Understanding about growth and fixed mindsets and how they affect persistence is important. People with growth mindsets tend to be more successful. The good news is that mindset is changeable. Most people have growth mindsets in at least some areas of their lives.They can learn to change their mindset to growth mindsets in others. For example, think of someone who is not a very good athlete and is a good mathematician. Assume that person has a growth mindset in math but a fixed mindset when it comes to sports. S/he can learn to apply a growth mindset to sports.
Give the preconceptions many of us have about intelligence, it often makes sense to start talking about intelligence by talking about what it is not. Intelligence is not fixed but malleable. A shorthand way of expressing this idea is by saying, smart is not what you are but what you get.

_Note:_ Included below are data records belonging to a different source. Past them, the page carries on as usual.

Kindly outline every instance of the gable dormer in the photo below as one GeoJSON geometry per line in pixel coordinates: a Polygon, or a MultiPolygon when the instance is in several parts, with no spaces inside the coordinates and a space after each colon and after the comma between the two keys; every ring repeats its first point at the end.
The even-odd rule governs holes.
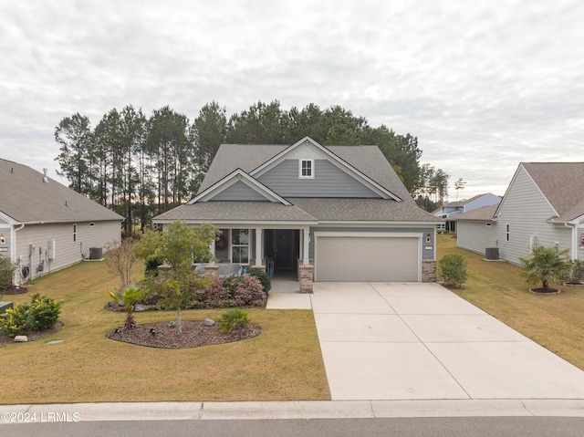
{"type": "Polygon", "coordinates": [[[283,197],[399,200],[309,137],[286,149],[250,175],[283,197]]]}

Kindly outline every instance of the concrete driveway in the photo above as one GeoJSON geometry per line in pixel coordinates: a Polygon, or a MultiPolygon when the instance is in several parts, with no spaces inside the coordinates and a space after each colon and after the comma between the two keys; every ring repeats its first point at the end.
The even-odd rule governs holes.
{"type": "Polygon", "coordinates": [[[333,401],[584,399],[584,371],[438,284],[315,283],[267,307],[312,308],[333,401]]]}

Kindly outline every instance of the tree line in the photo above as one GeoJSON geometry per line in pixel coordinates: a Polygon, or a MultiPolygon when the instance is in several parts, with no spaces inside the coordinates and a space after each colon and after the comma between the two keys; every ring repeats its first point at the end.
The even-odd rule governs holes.
{"type": "Polygon", "coordinates": [[[125,216],[130,235],[134,224],[143,229],[153,215],[196,193],[221,144],[293,144],[306,135],[324,145],[378,145],[426,209],[447,194],[449,175],[420,163],[417,137],[372,127],[340,106],[313,103],[286,110],[278,100],[258,101],[228,116],[212,101],[193,121],[169,106],[147,116],[128,105],[110,109],[95,127],[78,112],[55,130],[55,160],[70,188],[125,216]]]}

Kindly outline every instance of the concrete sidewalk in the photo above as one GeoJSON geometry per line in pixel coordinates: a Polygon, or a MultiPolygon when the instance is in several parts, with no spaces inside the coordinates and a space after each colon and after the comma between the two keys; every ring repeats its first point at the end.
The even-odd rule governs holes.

So, how do we express what intelligence is? When it comes to intelligence, heredity counts, but it is not destiny. Intelligence is being able to behave completely in both the physical and social world. Another way to define intelligence is the rate at which a person learns. Although the brain is not a muscle, like a muscle, it can be strengthened with tough exercise. Although we learn somethings readily in some domains, we can learn practically anything by sheer will and determination.